New Jersey's economic base is diversified, consisting of a variety of 
manufacturing, construction and service industries, supplemented by rural 
areas with selective commercial agriculture. Historically, New Jersey's 
average per capita income has been well above the national average, and in 
1994 New Jersey ranked second among the states in per capita personal income 
($27,742). 

   By the beginning of the national recession (which officially started in 
July 1990 according to the National Bureau of Economic Research), 
construction activity had already been declining in New Jersey for nearly two 
years, growth had tapered off markedly in the service sectors and the 
long-term downward trend of factory employment had accelerated, partly 
because of a leveling off of industrial demand nationally. The onset of 
recession caused an acceleration of New Jersey's job losses in construction 
and manufacturing, as well as an employment downturn in such previously 
growing sectors as wholesale trade, retail trade, finance, utilities, 
trucking and warehousing. 

   Reflecting the economic downturn, the rate of unemployment in New Jersey 
rose from 3.6% during the first quarter of 1989 to a recessionary peak of 
8.4% during 1992. The unemployment rate fell to an average of 6.4% during the 
first ten months of 1995. 

   During the recovery period as a whole, May 1992 to October 1995, New 
Jersey experienced an employment gain of 176,400, a recovery of 67% of the 
jobs lost during the recession.
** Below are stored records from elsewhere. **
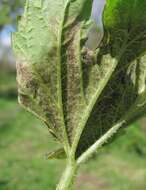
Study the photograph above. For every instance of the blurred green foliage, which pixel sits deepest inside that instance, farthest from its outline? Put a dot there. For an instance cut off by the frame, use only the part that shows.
(9, 10)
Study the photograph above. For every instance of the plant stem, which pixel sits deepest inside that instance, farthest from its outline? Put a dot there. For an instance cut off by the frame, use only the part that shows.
(66, 182)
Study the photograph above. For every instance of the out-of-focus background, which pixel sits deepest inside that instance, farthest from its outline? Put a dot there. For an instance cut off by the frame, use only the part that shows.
(24, 140)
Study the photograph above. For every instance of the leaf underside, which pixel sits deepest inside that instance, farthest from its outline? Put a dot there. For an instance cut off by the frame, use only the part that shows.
(74, 89)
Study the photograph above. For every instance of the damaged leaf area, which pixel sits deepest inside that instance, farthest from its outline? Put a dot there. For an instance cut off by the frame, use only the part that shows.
(78, 92)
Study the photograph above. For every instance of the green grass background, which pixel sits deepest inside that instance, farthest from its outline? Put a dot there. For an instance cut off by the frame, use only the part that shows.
(24, 141)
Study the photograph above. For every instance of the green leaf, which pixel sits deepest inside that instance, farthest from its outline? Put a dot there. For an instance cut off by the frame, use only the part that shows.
(80, 92)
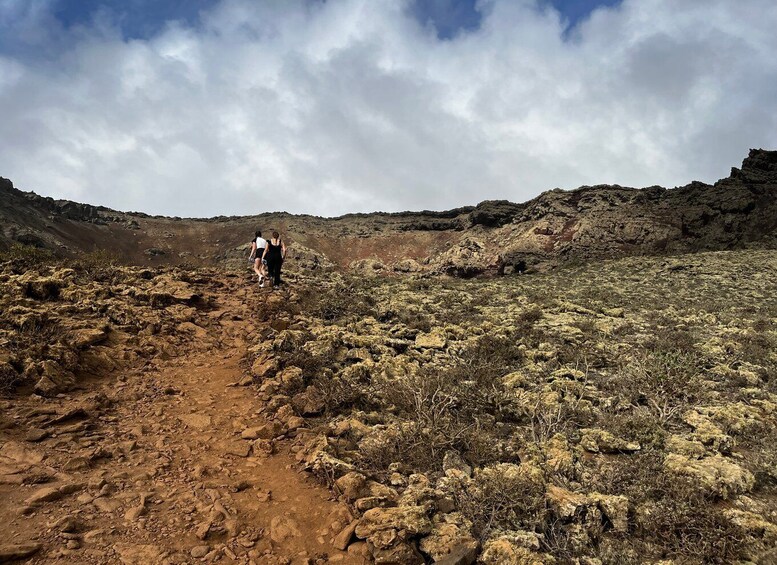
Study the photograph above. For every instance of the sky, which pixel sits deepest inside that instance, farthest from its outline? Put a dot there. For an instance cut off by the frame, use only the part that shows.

Employment growth was particularly strong in 
business services and its personnel supply component with increases of 14,400 
and 5,800, respectively, in the 12-month period ended October 1995. Just as 
New Jersey was hurt by the national recession, the State is now in its fourth 
year of recovery which appears to be sustainable. 
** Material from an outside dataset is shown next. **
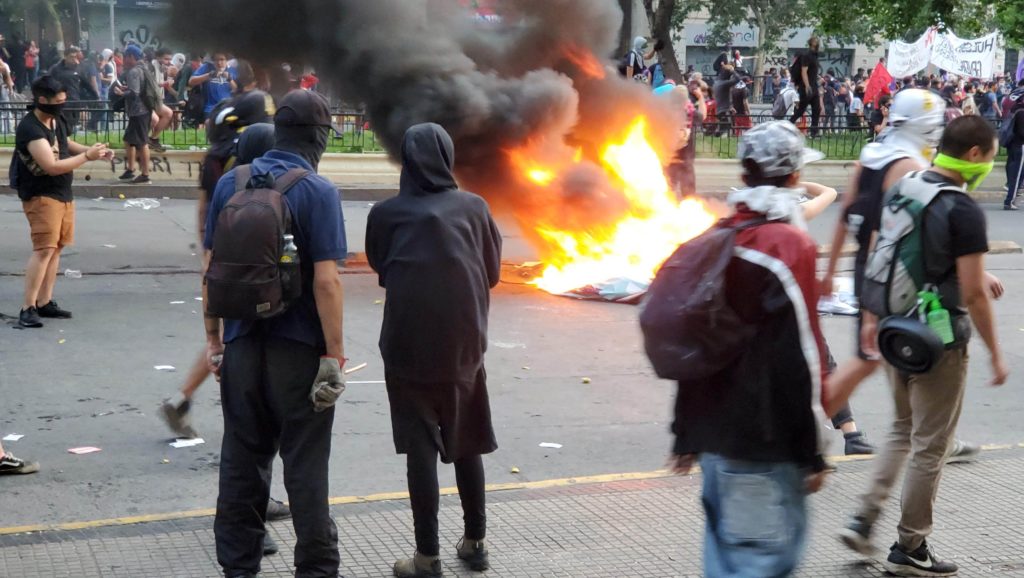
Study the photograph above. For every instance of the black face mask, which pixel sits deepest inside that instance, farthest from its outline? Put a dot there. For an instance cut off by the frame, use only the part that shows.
(52, 110)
   New Jersey's Budget and Appropriation System. New Jersey operates on a 
fiscal year ending on June 30. The General Fund is the fund into which all 
New Jersey revenues not otherwise restricted by statute are deposited and 
from which appropriations are made. The largest part of the total financial 
operations of New Jersey is accounted for in the General Fund, which includes 
revenues received from taxes and unrestricted by statute, most federal 
revenues, and certain miscellaneous revenue items. The Appropriation Acts 
enacted by the New Jersey Legislature and approved by the Governor provide 
the basic framework for the operation of the General Fund. The undesignated 
General Fund balance at year end for fiscal year 1993 was $937.4 million, for 
fiscal year 1994 was $926.0 million and for fiscal year 1995 was $569.2 
million. For fiscal year 1996, the balance in the undesignated General Fund 
is estimated to be $471.1 million, subject to change upon completion of the 
year-end audit. The estimated balance for fiscal year 1997 is $254.9 million, 
based on the amounts contained in the fiscal year 1997 Appropriations Acts. 
The fund balances are available for appropriation in succeeding fiscal years. 
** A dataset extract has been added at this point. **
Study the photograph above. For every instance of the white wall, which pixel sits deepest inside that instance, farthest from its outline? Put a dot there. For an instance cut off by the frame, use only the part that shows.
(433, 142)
   Should revenues be less than the amount anticipated in the budget for a 
fiscal year, the Governor may by statutory authority prevent any expenditure 
under any appropriation. No supplemental appropriation may be enacted after 
adoption of an appropriations act except where there are sufficient revenues 
on hand or anticipated to meet such appropriation. In the past when actual 
revenues have been less than the amount 

                                     D-1 
<PAGE>
 
anticipated in the budget, the Governor has exercised plenary powers leading 
to, among other actions, a hiring freeze for all New Jersey departments and 
discontinuation of programs for which appropriations were budgeted but not 
yet spent. 

   General Obligation Bonds. New Jersey finances capital projects primarily 
through the sale of its general obligation bonds. These bonds are backed by 
the full faith and credit of New Jersey. Tax revenues and certain other fees 
are pledged to meet the principal and interest payments required to pay the 
debt fully. 

   The aggregate outstanding general obligation bonded indebtedness of New 
Jersey as of June 30, 1996 was $3.6884 billion. The appropriation for the 
debt service obligation on outstanding indebtedness is $446.9 million for 
fiscal year 1997. 

   In addition to payment from bond proceeds, capital construction can also 
be funded by appropriation of current revenues on a pay-as-you-go basis. This 
amount represents 2.2% of the total fiscal year 1997 budget. 

   Tax and Revenue Anticipation Notes.  In fiscal year 1992 New Jersey 
initiated a program under which it issued tax and revenue anticipation notes 
to aid in providing effective cash flow management to fund imbalances which 
occur in the collection and disbursement of the General Fund and Property Tax 
Relief Fund revenues. It is anticipated that this program will be continued 
in fiscal year 1997. Such tax and revenue anticipation notes do not 
constitute a general obligation of New Jersey or a debt or liability within 
the meaning of the New Jersey Constitution. Such notes constitute special 
obligations of New Jersey payable solely from moneys on deposit in the 
General Fund and Property Tax Relief Fund which are attributable to New 
Jersey's 1997 fiscal year and are legally available for such payment. 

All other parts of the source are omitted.